Over the weekend, I re-read Bertrand Russell’s The Conquest of Happiness. It’s all about happiness (no surprise), but in an aside, Russell explains how he solves difficult intellectual issues.
I think I’ve followed this strategy myself–not because I cleverly realized it was a good strategy, but because I was stumped, so put aside a question out of sheer desperation. Here’s his method:
“I have found…that, if I have to write upon some rather difficult topic, the best plan is to think about it with very great intensity—the greatest intensity of which I am capable—for a few hours or days, and at the end of that time give orders, so to speak, that the work is to proceed underground. After some months I return consciously to the topic and find that the work has been done. Before I had discovered this technique, I used to spend the intervening months worrying because I was making no progress; I arrived at the solution none the sooner for this worry, and the intervening months were wasted, whereas now I can devote them to other pursuits.”

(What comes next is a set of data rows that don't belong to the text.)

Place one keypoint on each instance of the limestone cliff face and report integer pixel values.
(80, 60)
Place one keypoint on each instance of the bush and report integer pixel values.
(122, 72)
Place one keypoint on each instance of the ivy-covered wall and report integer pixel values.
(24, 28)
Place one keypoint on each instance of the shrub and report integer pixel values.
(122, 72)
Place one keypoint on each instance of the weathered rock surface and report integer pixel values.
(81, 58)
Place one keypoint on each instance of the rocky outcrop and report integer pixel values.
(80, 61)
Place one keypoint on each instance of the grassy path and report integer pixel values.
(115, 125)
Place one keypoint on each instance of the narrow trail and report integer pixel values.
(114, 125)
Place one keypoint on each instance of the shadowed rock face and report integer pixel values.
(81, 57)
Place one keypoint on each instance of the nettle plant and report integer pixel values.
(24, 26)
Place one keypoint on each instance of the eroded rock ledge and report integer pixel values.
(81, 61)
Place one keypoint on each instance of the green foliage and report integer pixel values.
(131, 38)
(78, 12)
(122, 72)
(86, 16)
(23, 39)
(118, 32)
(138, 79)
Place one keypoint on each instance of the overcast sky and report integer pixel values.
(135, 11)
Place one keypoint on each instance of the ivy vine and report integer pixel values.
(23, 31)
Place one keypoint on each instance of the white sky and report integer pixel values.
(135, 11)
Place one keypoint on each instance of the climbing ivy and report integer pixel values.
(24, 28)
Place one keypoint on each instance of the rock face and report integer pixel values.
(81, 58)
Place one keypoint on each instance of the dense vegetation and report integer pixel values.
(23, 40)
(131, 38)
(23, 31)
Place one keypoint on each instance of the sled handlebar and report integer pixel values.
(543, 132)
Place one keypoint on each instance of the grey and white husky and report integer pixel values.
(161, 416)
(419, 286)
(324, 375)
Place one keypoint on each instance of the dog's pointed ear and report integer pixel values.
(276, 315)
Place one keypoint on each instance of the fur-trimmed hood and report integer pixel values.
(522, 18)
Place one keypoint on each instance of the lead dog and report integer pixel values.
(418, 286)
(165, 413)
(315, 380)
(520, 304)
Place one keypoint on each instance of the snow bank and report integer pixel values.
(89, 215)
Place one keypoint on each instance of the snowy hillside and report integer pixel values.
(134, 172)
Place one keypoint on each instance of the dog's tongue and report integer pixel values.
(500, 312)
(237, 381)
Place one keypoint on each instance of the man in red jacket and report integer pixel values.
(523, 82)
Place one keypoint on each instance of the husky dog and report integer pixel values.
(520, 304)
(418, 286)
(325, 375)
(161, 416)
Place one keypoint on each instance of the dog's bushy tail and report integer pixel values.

I’ve used this when I’ve faced problems with structure. Structure! As a writer, I’m obsessed with structure. Often I have seemingly insurmountable structural problems, and I’ve found–just as Russell suggests–that if I think about it very hard, then ignore the problem and work on other things, the answer eventually presents itself.
This approach is a good example of one of my Secrets of Adulthood: “The quickest way to get from A to be is not to work the hardest.”
How about you? Have you found that by putting aside a difficult problem, you were able to solve it? Even, perhaps, with just one night of “sleeping on it”?